“Confirmed Judges, Confirmed Fears” is a blog series documenting the harmful impact of President Trump’s judges on Americans’ rights and liberties. Cases in the series can be found by issue and by judge at this link
Trump Ninth Circuit Judge Daniel Bress argued that the court should not permit judicial review of a decision by the Trump EPA to withdraw environmental restrictions on a controversial Alaska copper and gold mining project. The majority rejected that view and sent the case back to a district court to review the Trump EPA’s rollback of the environmental protection limits in its June 2021 decision in Trout Unlimited v Bristol Bay Economic Dev. Corp.
The Bristol Bay watershed in southwestern Alaska is a large area of “unparalleled ecological value” including salmon and other wildlife that “also contains valuable minerals” like copper and gold, which industry has long sought to exploit. After completing a comprehensive assessment of the area and its competing possible uses, the EPA in 2014 issued a proposed determination that allowed some mining but restricted mining that would have significant adverse effects. Controversy over the proposal continued and, under the Trump Administration in 2019, the EPA “formally withdrew” the proposed determination as requested by industry. Environmental and other groups filed suit in federal court. An Alaska district judge ruled that the decision was “best characterized as a decision not to take enforcement action” that was up to the agency, and the case was appealed to the Ninth Circuit.
In a 2-1 decision by Judge Susan Graber, a Ninth Circuit panel partially reversed. The majority agreed that a court could not review the EPA’s decision directly under the Clean Water Act, but noted that agency regulations allowed the EPA to withdraw a proposed determination like this one only when an “unacceptable adverse effect” on specified natural resources was not “likely.” Accordingly, the majority sent the case back for review by the district court to determine whether, as environmentalists alleged, the EPA’s 2019 actions were “arbitrary, capricious” or an “abuse of discretion” under that standard. Unlike a “discretion-laden” decision by a prosecutor to not take enforcement action, the majority explained, EPA regulations contain a “meaningful legal standard’ that “constrains the agency’s discretion” in this case.
Trump judge Bress harshly dissented. He argued that the decision whether to withdraw the proposed determination was “committed to agency discretion” that is “unfettered” and not subject to judicial review. Bress asserted that the majority’s “deeply flawed” ruling improperly intervened in the 2019 EPA’s “balancing of policy considerations” that led it to roll back the proposed environmental limitations, and could well lead a future EPA that is “more solicitous of commercial development” to not even initiate such environmental determination decisions.

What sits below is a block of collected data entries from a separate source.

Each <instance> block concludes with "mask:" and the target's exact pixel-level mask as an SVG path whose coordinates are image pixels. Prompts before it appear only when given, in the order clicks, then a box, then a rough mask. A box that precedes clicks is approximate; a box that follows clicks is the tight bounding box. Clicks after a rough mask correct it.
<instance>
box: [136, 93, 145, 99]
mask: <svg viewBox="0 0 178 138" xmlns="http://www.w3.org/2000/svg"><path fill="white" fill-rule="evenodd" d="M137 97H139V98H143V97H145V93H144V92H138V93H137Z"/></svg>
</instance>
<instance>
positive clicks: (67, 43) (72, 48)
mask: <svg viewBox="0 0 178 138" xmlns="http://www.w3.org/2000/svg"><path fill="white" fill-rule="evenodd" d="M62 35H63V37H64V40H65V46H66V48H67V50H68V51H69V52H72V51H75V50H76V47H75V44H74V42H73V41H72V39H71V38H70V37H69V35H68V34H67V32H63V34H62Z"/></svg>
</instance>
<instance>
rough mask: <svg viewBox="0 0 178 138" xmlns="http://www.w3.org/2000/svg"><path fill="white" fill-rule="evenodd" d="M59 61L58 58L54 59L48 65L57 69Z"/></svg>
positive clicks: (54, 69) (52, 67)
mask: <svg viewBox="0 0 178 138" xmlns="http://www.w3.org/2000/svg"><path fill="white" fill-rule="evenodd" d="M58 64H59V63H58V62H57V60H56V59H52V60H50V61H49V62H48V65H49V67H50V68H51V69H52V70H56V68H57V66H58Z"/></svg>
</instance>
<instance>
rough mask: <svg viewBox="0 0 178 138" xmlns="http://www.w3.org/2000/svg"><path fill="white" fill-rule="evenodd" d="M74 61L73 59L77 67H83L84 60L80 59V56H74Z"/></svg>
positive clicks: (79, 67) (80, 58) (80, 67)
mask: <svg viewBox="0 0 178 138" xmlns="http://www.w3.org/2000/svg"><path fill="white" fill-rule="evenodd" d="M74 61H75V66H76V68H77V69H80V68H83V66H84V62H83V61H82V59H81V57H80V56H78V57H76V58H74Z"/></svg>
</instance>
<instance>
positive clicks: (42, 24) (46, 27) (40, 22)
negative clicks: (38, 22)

In addition to explaining carefully how relevant EPA regulations did in fact set forth a “meaningful legal standard” for review of the 2019 EPA action, the majority showed what was wrong with Bress’ critique. Contrary to Bress’ assertions, the majority explained, “policy implications” played “no role” in its legal determination that the 2019 EPA’s withdrawal of the environmental proposals was “reviewable” as a matter of law. The same agency may often take differing actions under different administrations, the majority went on, and such political disagreements happen “all the time.” Such concerns offer no valid reason, the majority noted, to affect its decision on “the legal question before us” about whether “the agency’s withdrawal here is reviewable.”
As a result of the majority’s ruling, environmental groups concerned with the Trump EPA’s withdrawal of proposed environmental restrictions on mining in the Bristol Bay watershed will have the opportunity to present their case in court. If it had been up to Trump judge Bress, however, no court review of those Trump EPA actions, as well as other possible review of other similar conduct, would have been allowed at all. There are a number of openings to be filled on the Ninth Circuit, including an opening that will be created by Judge Graber’s recent decision to take senior status, which will be very important, among other things, to decisions concerning the environment in the future. For the sake of our fight for our courts, it is crucial that the Senate confirm nominations by President Biden to fill such openings as promptly as possible.